As this scene of emotional endearment unfolded, the
tresillo
players, annoyed by their loud voices, stared furiously at the two ebullient conversationalists – one of them arching an eyebrow over his rusty silver frames. Verdaguer responded to these lightning flashes with a slightly apologetic
smile. Riera was drained and overwhelmed. When the gamblers resumed their game, one rudely proclaimed, “The cheek of the bloody devil …”

“As I was saying, Sr Riera,” said Verdaguer, almost imperceptibly when peace was restored, “I will also be leaving, because my conscience won’t allow me to stay a day longer … We shall depart together! Yes, senyor, we shall depart together. But that doesn’t mean that I don’t believe (and this was what I was saying a moment ago) that love isn’t a very powerful and mysterious thing … Don’t let what I say lead you to draw any conclusions, I beg you! I’m simply saying that to acknowledge a fact of life, merely to acknowledge a fact of …”
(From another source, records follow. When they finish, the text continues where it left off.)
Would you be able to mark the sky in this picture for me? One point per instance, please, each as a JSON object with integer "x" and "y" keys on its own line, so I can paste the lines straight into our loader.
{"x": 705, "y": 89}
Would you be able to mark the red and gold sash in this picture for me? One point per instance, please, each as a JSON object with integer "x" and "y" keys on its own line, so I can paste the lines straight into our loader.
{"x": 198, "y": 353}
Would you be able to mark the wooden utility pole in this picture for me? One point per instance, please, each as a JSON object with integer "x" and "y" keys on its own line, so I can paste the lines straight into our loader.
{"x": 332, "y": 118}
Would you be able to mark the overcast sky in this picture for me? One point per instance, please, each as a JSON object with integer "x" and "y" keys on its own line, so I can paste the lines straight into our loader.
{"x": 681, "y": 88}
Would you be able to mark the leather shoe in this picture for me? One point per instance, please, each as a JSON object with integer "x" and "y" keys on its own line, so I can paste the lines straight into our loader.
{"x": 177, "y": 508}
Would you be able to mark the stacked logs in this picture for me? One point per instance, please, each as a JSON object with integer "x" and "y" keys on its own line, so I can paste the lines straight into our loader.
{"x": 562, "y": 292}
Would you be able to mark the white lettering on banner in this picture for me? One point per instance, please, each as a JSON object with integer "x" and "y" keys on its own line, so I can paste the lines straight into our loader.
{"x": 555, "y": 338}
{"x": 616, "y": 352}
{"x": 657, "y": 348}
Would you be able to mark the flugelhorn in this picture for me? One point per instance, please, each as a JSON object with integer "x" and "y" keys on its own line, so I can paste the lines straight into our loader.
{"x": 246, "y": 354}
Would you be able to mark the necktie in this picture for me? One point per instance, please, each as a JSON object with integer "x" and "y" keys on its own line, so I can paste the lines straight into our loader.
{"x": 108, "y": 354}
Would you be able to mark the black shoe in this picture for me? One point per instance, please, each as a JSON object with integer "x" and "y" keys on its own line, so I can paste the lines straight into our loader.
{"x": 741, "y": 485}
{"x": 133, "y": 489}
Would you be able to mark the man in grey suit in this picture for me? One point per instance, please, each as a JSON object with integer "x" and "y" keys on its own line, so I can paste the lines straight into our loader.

Then they left the basement, walked up the stairs, crossed the floor of the bar – that was very brightly lit – and started to stroll up the Rambla. Released from that smoky fug, their eyes went endlessly on the blink.

The house cat – she of the ash-white fur – was generally liked by the lodgers. But some, like Pickel and Sr Verdaguer, for various reasons, also seemed inclined to be friendly towards Murillo, the little black dog with a white spot on his face.

“This dog,” said Pickel one day during supper, in his German growl, “behaves as if he suffered a typical case of neurasthenia. He sometimes seems to jitter nervously and shake as if he were demented. At others he falls into a kind of manic depression, a state of complete limpness. He falls victim to sudden changes in the weather, the ups and downs of the barometer, the humidity or dry weather. He is a dog deformed by big city life.”

“The problem with Murillo,” stated Sra Paradís gravely, looking at Sr Dalmau out of the corner of her eye, “is that I’ve brought him up poorly. He’s in reaction to the aspirins I’ve fed him …”

“You’ve fed him aspirin? That’s criminal!” exploded Pickel, looking terrified, acting as if he was going to leave the table, staring at the mistress of the house with octopus eyes that glistened sadly.

“Sr Pickel, sit down, don’t take it to heart …!” said Sra Paradís, laughing loudly. “Don’t you see I’m only joking? Sit down and don’t budge another centimeter! He’s a strange animal!”